Kultur: Lachen über den Tod

Locker-leichtes Filmgespräch im Thalia

Wir verdrängen ihn so gut wir können: den Tod. Und auch über Verlust und Trauer können die meisten nicht sprechen. Die Regisseurin Pia Strietmann, 33 Jahre jung, wollte in ihrem ersten abendfüllenden Spielfilm etwas Persönliches erzählen. Das sagte sie am Sonntagabend beim Filmgespräch im Thalia-Kino. Sie hat am Drehbuch für „Tage die bleiben“ mehr als fünf Jahre gearbeitet und brauchte auch immer wieder Zeit, um Abstand zu gewinnen. Inspiriert dazu wurde sie vom Tod ihres Vaters, der starb, als sie Mitte 20 war.

Pia Strietmann machte die Erfahrung, dass dieses Thema trotz der Schmerzen, die damit verbunden sind, auch Seiten hat, über die man lachen kann. Die hat sie jetzt versucht auszuloten. Ihr Drehbuch war so überzeugend, dass sie Schauspieler wie Götz Schubert, Max Riemelt und Tessa Mittelstaedt gewinnen konnte, in ihrem Spielfilmerstling zu spielen. Diese Darsteller und Filmtochter Mathilde Bundschuh sowie Michael Kranz als Bestattungsunternehmer waren auch ins Thalia-Kino gekommen und plauderten nach der Voraufführung gut gelaunt und locker im nahezu vollbesetzten Kinosaal.

„Tage die bleiben“ erzählt die Geschichte einer zerrütteten Familie. Die Eltern (Lena Stolze und Götz Schubert) haben sich auseinandergelebt und längst mit Liebhabern getröstet. Der erwachsene Sohn (Max Riemelt) lebt als drittklassiger Schauspieler in Berlin und vermeidet jeden Kontakt zu ihnen. Die pubertierende Elaine (Mathilde Bundschuh) schwankt zwischen Trotz und Anlehnungsbedürfnis. Das würde so weitergehen, doch dann kommt ihre Mutter bei einem Autounfall ums Leben. Jetzt passiert, was lange vermieden worden ist. Die Familienmitglieder treffen aufeinander, um das Begräbnis zu organisieren.

Selbst wenn ihr Verhältnis harmonischer wäre, würde so eine Situation eine Menge Fragen und Probleme aufwerfen. Wie geht man um mit Trauer und Verlust? Wie fühlt es sich an, wenn man wütend ist oder sich schuldig fühlt? Bei dieser Familie steht jeder allein da und entwickelt ganz unterschiedliche Strategien, um seinen Schmerz erst mal zu betäuben. Der Vater stürzt sich in die Arme seiner Geliebten, der Sohn in Aktionismus und die Tochter in Wut und Trotz. Aber es müssen gemeinsam Entscheidungen getroffen werden. Und schon die über den Sarg für die Mutter löst neue Konflikte aus.

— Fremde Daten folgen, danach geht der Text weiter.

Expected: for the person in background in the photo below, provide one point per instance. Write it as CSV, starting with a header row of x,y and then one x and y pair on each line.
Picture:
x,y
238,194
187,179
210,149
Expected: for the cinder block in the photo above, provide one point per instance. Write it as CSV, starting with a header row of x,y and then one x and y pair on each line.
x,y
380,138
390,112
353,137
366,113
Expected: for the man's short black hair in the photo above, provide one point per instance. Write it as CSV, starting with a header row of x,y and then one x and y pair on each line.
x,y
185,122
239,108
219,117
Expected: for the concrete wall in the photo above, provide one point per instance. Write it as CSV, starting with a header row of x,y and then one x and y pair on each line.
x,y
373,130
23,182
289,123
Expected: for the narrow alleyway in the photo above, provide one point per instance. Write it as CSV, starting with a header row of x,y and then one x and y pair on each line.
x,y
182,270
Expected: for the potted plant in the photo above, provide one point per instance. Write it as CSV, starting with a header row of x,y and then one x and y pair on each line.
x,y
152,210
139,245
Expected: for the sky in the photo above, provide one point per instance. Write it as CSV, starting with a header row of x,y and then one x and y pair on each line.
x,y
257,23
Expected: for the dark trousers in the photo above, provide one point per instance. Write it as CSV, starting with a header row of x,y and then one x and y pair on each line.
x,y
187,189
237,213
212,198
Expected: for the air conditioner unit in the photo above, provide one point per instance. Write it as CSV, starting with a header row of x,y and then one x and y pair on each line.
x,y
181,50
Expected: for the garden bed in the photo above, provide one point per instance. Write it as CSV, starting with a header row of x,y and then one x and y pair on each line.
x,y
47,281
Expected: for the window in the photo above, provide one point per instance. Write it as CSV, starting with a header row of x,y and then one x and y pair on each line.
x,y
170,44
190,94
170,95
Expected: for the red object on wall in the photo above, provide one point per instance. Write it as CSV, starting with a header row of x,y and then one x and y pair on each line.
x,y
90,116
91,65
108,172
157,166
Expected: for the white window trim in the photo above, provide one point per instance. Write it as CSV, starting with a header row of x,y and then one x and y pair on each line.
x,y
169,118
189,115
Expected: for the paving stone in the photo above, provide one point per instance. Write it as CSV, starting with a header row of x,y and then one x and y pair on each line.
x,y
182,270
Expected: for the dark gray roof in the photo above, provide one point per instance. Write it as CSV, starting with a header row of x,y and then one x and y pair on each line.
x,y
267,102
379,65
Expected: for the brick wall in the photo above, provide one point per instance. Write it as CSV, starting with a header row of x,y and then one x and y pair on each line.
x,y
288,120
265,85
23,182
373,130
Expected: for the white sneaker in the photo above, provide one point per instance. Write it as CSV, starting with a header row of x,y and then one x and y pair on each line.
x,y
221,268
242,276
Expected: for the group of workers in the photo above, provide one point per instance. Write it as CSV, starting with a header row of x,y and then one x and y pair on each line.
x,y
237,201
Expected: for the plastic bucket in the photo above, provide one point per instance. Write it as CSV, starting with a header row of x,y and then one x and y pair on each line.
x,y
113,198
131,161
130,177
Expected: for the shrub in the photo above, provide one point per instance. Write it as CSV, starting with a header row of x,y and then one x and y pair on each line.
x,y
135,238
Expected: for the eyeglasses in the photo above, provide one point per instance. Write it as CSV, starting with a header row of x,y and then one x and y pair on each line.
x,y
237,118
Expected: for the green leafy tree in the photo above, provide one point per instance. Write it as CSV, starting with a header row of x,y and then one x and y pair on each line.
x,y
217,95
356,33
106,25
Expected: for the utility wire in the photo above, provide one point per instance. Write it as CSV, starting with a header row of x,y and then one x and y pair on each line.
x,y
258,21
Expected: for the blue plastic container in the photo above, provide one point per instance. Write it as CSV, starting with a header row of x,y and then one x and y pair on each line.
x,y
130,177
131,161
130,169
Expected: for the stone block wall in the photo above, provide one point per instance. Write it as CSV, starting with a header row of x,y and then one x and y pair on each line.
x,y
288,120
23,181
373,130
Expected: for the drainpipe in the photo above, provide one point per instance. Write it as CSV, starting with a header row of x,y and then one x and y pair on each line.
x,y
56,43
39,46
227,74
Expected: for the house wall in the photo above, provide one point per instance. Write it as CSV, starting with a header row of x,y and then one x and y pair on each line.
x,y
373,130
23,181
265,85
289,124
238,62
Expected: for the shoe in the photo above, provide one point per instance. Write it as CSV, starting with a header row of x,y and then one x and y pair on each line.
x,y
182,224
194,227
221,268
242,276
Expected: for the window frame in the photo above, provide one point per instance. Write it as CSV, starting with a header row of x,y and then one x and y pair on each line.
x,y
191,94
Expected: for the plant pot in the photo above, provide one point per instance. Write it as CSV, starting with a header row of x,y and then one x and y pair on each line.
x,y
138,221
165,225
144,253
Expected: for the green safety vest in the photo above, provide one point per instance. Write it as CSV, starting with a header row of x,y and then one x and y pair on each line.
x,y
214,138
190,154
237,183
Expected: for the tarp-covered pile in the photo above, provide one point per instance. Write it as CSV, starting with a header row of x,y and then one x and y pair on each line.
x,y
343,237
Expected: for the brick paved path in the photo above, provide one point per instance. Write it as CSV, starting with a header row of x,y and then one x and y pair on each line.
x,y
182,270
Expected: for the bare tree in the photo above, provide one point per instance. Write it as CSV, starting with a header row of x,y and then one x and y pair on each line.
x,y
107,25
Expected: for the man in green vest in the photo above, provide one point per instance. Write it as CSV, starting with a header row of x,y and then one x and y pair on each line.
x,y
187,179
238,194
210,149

Denn die Tochter plädiert für ein knallrotes ufoartiges Gebilde, was im tiefschwarzen Münster, wo die Filmhandlung angesiedelt ist, immer noch ein Affront ist. Und hier trifft der Film noch einen Nerv unserer Zeit. Zwar hat die Kirche genügend Rituale, um jemanden würdig unter die Erde zu bringen, aber viele Menschen suchen inzwischen nach eigenen Wegen, um ihrer Trauer Ausdruck zu verleihen. Und da sind „Erdmöbel aus massivem Eichenholz mit hellem Finish“ und steif-salbadernde Geistliche nicht das Richtige. Schön hingegen der dortige Brauch, die Nachbarn zu bitten, sich als Sargträger zur Verfügung zu stellen. Und auch in diesen kurzen Begegnungen, Tochter Elaine geht von Tür zu Tür, zeigte sich pointiert, wie hilflos die meisten von uns im Angesicht des Todes sind.

Für die Mitglieder der Filmfamilie – die Schauspieler lobten im Gespräch, wie gut sie von Pia Strietmann bei den Dreharbeiten geführt und auch aufgefangen wurden – geht das Leben weiter. Sie finden jeder einen Weg, ihre Traurigkeit zu fühlen und auch auszudrücken. Das lässt sie wachsen und bringt sie wieder zusammen.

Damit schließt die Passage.